The following is one of the entries from my 100 Greatest Asian Films list, which I invite you to visit on this site if you haven’t already done so. — Dennis

Khâneh siyâh ast has become legendary for four reasons: its qualities as a film; its role in defining the spirit of modern Iranian cinema; its being the first film by an Iranian woman; its being the one film by Forough Farrokhzad, perhaps Iran’s greatest woman poet, who died in a road accident, in 1967, at age 32.
     Farrokhzad’s film documents lepers in their quarantined existence on an island. Its images of these individuals, including closeups, make us look squarely at an aspect of reality we might otherwise be inclined to shun. The opening image is of a woman, one of whose eyes is horribly deformed, looking into a mirror as the camera approaches until the reflected image is immense. This gradual movement helps adjust our sight to the “vision of pain.”

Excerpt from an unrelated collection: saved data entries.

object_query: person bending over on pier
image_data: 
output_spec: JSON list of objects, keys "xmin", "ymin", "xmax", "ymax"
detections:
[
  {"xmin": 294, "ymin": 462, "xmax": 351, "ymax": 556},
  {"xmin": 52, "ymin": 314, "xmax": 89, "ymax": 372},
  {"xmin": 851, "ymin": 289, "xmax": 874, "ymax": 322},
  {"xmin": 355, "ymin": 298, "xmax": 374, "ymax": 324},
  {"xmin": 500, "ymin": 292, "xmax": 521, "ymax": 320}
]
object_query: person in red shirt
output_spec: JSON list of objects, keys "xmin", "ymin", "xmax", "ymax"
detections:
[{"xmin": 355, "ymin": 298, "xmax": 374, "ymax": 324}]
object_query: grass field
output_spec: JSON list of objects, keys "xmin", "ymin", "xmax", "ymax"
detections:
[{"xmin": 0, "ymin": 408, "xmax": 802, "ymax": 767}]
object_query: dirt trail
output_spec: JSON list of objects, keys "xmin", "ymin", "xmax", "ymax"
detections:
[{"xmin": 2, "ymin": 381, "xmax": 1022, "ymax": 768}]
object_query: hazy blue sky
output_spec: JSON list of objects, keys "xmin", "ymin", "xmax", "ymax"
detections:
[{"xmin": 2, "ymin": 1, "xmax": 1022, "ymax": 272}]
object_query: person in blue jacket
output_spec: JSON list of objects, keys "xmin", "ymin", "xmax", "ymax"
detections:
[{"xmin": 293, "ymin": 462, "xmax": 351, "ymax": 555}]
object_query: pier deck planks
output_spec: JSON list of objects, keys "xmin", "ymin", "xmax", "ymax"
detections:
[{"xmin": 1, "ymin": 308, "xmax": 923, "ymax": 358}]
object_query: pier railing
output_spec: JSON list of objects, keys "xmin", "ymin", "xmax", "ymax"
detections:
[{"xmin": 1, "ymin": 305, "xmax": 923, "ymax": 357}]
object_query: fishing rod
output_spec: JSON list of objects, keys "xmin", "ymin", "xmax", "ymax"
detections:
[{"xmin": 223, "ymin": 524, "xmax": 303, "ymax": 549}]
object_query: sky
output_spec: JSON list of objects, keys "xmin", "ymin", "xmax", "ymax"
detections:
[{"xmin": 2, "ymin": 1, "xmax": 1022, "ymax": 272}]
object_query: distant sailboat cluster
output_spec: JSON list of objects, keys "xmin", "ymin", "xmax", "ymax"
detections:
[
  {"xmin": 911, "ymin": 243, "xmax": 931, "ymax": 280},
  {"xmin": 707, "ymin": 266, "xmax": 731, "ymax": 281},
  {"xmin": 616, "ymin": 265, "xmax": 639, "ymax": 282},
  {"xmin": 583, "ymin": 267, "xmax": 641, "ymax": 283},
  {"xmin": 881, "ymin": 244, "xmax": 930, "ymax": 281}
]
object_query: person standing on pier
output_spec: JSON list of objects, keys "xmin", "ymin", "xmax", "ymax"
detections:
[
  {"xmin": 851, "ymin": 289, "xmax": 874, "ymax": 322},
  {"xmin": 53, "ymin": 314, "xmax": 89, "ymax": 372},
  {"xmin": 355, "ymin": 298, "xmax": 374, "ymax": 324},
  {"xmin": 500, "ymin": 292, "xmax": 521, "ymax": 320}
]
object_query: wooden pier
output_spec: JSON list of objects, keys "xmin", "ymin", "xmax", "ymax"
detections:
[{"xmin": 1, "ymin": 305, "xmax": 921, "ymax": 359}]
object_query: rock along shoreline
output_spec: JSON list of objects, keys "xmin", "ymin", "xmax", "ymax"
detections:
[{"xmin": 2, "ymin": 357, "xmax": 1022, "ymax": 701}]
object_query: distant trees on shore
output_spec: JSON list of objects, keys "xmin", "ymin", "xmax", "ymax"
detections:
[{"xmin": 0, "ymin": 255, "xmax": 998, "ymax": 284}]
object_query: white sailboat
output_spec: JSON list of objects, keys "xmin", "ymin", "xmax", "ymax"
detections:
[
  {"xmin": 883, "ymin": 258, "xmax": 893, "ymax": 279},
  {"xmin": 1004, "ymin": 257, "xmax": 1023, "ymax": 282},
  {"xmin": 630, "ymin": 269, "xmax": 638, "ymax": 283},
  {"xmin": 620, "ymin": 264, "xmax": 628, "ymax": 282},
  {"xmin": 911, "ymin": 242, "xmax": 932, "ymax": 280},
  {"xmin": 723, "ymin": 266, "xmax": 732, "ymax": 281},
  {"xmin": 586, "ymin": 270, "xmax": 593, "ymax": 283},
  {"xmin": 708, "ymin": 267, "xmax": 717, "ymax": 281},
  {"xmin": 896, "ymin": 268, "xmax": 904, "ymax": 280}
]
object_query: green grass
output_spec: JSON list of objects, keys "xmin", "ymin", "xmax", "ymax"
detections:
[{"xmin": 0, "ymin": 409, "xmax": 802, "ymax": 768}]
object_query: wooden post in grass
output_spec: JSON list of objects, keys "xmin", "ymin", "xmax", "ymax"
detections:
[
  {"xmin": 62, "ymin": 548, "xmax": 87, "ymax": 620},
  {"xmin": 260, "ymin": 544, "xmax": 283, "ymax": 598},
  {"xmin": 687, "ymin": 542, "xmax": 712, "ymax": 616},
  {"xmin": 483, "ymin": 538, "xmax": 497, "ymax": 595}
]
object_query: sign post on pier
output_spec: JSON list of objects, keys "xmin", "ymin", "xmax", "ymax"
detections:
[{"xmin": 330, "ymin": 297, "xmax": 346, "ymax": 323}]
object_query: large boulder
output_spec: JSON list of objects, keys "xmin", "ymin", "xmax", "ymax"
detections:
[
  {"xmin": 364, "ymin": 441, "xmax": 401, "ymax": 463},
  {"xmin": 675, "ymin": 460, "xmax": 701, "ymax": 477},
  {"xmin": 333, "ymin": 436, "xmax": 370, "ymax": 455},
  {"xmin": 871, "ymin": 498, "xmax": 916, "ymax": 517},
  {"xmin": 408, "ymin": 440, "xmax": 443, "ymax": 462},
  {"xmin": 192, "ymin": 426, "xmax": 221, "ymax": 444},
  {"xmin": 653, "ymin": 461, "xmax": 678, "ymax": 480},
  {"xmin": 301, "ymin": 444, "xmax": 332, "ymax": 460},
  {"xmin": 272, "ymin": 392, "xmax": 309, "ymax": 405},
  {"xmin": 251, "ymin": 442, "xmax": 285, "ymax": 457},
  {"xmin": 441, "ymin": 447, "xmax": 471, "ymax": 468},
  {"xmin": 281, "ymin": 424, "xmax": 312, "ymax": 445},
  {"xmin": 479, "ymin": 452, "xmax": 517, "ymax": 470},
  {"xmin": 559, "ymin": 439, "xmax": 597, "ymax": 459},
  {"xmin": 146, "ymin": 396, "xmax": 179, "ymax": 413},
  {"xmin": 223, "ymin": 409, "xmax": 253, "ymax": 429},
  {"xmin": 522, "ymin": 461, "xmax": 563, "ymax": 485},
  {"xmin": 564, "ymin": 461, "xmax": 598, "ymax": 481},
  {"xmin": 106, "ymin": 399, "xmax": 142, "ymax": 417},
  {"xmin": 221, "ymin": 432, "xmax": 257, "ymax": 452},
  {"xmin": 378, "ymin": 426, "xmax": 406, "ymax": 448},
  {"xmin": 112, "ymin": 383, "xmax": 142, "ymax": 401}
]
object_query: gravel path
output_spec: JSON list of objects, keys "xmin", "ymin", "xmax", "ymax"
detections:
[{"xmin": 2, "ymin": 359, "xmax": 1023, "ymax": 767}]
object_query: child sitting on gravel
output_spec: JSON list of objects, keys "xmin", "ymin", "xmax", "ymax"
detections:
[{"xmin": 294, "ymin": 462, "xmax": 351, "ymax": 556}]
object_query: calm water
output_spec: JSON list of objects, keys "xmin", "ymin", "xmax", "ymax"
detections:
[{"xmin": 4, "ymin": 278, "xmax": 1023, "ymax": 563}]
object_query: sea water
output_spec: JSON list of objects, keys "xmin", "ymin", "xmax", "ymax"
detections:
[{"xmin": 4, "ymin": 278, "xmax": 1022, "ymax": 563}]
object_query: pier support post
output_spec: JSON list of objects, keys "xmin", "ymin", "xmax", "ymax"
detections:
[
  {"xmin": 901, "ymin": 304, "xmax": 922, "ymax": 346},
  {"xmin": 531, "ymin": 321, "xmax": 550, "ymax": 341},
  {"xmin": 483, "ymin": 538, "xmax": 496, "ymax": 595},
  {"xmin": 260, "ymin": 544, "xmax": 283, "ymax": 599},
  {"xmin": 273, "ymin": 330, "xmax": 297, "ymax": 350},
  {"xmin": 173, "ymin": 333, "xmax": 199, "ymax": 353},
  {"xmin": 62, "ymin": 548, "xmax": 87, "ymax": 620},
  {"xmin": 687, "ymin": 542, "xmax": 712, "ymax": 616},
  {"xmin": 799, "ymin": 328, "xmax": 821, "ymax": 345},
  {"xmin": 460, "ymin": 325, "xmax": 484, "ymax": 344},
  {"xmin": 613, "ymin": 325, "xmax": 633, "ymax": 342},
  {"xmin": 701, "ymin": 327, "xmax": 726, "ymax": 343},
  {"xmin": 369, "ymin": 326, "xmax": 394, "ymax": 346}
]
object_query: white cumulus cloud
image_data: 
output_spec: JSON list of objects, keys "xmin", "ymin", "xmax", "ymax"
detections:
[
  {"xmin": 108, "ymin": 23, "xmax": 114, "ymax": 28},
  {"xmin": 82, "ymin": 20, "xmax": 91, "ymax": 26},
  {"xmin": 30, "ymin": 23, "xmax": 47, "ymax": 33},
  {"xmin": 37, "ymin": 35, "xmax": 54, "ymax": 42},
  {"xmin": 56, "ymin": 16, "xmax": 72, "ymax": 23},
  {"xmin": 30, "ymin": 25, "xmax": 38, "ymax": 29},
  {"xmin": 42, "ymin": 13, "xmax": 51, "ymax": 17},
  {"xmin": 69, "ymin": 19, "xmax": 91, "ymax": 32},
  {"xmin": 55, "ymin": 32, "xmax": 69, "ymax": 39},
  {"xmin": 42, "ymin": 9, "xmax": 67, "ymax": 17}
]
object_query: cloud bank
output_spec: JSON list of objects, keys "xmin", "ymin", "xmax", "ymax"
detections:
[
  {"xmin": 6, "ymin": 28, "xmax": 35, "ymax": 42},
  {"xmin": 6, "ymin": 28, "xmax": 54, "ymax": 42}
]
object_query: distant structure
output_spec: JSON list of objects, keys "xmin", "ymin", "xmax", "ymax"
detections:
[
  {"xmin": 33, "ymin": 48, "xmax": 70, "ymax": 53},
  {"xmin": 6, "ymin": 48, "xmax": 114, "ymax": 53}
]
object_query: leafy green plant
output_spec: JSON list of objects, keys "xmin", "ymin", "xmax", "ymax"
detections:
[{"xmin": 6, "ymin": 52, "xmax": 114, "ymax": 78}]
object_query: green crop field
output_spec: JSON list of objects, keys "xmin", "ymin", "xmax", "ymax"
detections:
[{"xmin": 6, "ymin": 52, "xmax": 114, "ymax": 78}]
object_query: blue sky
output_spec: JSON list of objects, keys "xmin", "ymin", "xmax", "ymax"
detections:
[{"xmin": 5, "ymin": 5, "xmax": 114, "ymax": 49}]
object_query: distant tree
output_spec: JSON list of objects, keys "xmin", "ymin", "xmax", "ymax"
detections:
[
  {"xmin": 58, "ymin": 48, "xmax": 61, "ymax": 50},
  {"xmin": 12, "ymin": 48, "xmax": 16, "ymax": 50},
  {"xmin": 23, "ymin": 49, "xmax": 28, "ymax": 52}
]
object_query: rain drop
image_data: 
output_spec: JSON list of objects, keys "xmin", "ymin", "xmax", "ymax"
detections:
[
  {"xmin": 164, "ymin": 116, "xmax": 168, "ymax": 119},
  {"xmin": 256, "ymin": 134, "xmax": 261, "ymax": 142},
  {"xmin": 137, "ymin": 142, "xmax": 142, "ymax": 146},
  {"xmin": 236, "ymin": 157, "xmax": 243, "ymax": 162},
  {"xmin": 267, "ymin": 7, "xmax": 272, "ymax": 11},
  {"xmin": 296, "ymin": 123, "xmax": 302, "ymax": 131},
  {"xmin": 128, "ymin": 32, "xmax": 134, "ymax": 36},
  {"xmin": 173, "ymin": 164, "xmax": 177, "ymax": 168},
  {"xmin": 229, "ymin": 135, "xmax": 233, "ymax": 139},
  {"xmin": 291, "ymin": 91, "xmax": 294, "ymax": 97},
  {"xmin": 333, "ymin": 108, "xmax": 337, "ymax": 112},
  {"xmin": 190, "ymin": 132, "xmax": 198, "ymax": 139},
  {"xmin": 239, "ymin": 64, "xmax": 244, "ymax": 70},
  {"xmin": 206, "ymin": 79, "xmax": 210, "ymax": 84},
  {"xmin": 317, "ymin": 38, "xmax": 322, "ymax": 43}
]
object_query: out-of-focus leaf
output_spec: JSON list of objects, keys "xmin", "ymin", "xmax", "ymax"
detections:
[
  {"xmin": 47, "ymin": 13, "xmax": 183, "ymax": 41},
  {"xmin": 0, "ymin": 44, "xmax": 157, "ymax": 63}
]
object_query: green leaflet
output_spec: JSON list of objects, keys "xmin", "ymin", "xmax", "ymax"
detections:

     In a sense, Farrokhzad has incorporated our impulse to look away into the film by enjoining her images to a recitation of one of her poems (in addition to more conventional voiceover narration). The poem’s beauty acts as a buffer for the harsh images. But the poem accomplishes more besides. Expressing a yearning for freedom, it gives the lepers a collective voice while also reintegrating their perceived ugliness in the world of beauty that we all share and from which they have been materially removed. Farrokhzad’s use of her poem helps restore these souls to what we can recognize as the human condition.
     An elastic documentary, The House Is Black pretends no objectivity, nor is everything we see unmediated reality. Like Robert J. Flaherty (Nanook of the North, 1922), Farrokhzad contrives and scripts scenes; her camera extends her sensibility, thoughts and feelings rather than becoming a mechanical recording device. Her film pulsates with humanity. The House Is Black, but Farrokhzad lets a little light in.